Yo estaba atónito, sin saber qué decir. Aquello me parecía un pasatiempo sin sentido. Finalmente me decidí a hablar:

—Si no hubiera usted despertado mi curiosidad mis preguntas serían indiscretas; pero me creo autorizado para pedirle me diga qué significa eso.

—Eso —me contestó— es lo que dan o fabrican o reproducen los aparatos del armario sobre los cuales usted me ha interrogado. Acaba de asistir a la revelación de un pequeño secreto, vulgar en sí mismo, pero interesante por las personas envueltas en él. En ese film ha visto usted cómo piensa uno de nuestros políticos más encumbrados, amigo íntimo e inseparable de Carrano, lo cual no ha sido obstáculo para que lo engañe con su mujer, de la que está bestialmente enamorado, hasta el extremo de que su mente alimenta proyectos homicidas para hacer desaparecer al pobre marido.

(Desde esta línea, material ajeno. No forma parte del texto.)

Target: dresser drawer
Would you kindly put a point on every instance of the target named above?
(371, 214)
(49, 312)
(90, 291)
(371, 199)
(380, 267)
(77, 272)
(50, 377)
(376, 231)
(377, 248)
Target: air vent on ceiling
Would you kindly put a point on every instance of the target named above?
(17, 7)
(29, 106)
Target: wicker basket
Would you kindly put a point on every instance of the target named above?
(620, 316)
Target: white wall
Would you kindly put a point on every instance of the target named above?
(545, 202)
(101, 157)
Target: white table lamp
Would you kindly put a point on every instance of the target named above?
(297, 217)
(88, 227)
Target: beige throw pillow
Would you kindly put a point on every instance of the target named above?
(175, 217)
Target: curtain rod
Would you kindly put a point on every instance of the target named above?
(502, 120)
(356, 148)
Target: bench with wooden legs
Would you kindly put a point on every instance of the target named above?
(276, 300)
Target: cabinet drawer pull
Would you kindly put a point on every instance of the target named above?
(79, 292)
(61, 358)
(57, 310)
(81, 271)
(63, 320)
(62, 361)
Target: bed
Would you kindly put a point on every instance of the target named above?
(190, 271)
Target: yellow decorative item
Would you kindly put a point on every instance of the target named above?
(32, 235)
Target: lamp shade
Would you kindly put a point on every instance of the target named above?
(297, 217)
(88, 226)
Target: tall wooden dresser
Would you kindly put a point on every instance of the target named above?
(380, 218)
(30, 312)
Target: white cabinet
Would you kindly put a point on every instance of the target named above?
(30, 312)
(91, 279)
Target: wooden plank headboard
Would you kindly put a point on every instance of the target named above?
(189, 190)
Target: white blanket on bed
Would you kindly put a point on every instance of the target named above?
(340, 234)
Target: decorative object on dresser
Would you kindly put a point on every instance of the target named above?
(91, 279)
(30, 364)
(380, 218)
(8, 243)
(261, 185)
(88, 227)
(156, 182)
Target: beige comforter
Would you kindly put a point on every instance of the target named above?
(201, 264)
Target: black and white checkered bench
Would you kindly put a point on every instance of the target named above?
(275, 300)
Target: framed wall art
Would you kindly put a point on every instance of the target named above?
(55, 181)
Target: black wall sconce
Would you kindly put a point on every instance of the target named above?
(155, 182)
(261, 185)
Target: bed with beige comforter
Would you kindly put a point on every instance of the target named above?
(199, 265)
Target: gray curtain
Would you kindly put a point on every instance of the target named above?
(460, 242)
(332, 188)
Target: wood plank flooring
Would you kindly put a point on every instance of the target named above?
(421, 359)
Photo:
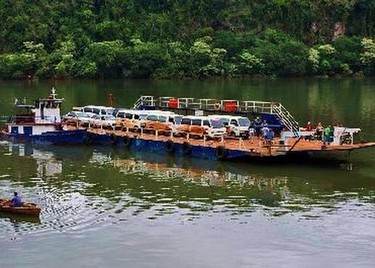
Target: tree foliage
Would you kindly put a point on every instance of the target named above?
(185, 38)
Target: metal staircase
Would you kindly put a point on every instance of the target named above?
(286, 118)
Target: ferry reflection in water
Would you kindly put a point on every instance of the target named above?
(80, 188)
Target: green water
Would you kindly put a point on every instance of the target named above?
(103, 207)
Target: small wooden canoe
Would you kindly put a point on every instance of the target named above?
(26, 208)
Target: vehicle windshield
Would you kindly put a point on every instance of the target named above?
(177, 120)
(162, 118)
(217, 123)
(82, 114)
(109, 117)
(225, 121)
(244, 122)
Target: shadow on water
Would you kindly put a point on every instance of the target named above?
(79, 188)
(14, 218)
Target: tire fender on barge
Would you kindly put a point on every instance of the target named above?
(186, 148)
(126, 141)
(221, 152)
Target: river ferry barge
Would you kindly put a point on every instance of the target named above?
(291, 140)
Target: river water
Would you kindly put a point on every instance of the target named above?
(104, 207)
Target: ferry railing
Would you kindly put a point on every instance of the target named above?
(145, 101)
(256, 107)
(287, 119)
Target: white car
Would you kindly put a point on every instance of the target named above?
(77, 117)
(104, 121)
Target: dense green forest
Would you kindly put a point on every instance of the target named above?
(168, 39)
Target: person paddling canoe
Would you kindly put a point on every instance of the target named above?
(16, 200)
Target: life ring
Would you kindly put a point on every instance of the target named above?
(126, 141)
(113, 138)
(186, 148)
(221, 152)
(169, 146)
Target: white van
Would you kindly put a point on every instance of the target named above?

Después supe que el asesino potencial que entregó sus intimidades ante las maquinarias de don Antonio, era nada menos que el Ministro don Juan José Paullada.

Cuando la confianza que a Cutiño y a mí nos ligó fue completa, pude pasar muchas otras películas interesantes. Vi con mis ojos el pensamiento descarnado de la mujer adúltera de Carrano, corroborando la primera con lujo de detalles. En fin —continuó—, a medida que los procedimientos se fueron afinando tuve ocasión de contemplar cosas tremendas. Comencé a acostumbrarme a ver al desnudo las almas de las gentes que formaban ese mundo revuelto.